Reprezentacja Belgii mocno rozczarowała podczas niedawno zakończonego mundialu. Brązowi medaliści z 2018 roku nie wyszli z grupy, a z posadą pożegnał się trener Roberto Martinez. Natomiast z gry w narodowych barwach zrezygnował Eden Hazard, wieloletni lider oraz kapitan "Czerwonych Diabłów". W 126 meczach w reprezentacji zdobył 33 gole.
Zawodnik Realu Madryt chce w pełni skoncentrować się na odbudowie kariery klubowej, która znalazła się na sporym zakręcie. "Królewscy" chętnie pozbyliby się Belga, który w 2019 roku kosztował ich 115 milionów euro, ale ten nie chce opuszczać stolicy Hiszpanii. Być może jego sytuacja zmieni się w następnych tygodniach, gdyż zdaniem dziennika "AS" w klubie są pod wrażeniem jego determinacji po powrocie do treningów.

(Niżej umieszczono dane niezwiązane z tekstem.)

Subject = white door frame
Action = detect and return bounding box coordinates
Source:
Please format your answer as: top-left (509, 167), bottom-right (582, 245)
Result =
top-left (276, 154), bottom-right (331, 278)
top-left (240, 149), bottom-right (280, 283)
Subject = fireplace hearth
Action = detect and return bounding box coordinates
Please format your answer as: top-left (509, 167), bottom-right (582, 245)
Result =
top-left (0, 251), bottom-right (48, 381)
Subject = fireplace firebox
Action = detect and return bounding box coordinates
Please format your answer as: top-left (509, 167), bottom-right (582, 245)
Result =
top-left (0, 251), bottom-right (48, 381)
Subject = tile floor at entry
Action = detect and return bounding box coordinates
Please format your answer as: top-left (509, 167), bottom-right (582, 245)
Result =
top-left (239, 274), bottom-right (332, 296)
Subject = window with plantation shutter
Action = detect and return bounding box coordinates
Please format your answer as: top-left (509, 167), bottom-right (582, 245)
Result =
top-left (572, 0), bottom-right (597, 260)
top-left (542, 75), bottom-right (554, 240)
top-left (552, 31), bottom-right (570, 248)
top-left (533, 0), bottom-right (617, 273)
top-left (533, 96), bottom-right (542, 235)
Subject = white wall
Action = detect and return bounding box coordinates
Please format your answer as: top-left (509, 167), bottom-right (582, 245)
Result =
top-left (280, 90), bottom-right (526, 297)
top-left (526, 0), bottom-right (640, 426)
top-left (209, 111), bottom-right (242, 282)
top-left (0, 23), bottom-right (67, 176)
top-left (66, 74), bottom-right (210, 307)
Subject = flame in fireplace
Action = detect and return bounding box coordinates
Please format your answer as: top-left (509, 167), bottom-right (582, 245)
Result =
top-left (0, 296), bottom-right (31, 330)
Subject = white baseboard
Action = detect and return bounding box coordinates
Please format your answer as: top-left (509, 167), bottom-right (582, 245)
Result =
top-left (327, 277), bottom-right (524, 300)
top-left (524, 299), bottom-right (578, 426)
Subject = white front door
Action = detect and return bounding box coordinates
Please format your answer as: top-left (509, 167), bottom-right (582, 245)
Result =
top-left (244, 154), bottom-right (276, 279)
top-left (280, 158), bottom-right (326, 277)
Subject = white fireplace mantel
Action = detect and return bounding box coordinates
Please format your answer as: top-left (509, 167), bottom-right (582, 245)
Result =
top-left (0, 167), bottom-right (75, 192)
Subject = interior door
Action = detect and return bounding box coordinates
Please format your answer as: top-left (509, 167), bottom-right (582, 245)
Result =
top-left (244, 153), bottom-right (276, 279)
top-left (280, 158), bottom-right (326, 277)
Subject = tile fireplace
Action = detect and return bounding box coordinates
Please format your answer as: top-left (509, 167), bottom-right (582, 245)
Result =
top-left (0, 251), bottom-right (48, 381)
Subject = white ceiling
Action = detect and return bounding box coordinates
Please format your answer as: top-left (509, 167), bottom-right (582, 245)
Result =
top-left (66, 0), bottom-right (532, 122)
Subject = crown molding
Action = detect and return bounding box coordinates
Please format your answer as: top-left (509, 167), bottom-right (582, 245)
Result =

Eden Hazard jest jednym z największych transferowych niewypałów. 31-latka permanentnie męczą kontuzje, często miał problemy z utrzymaniem optymalnej wagi. Wszystko to przełożyło się na bardzo małą liczbę rozegranych minut. W tym sezonie ligowym jest to raptem 98 minut. Jego kontrakt z Realem Madryt obowiązuje do końca czerwca 2024 roku.
Mistrzowie Hiszpanii do gry wrócą po świętach. Pierwszy mecz ligowy rozegrają 30 grudnia. Ich rywalem będzie Real Valladolid. Podopieczni Carlo Ancelottiego po 14. kolejkach LaLiga tracą dwa punkty do FC Barcelony.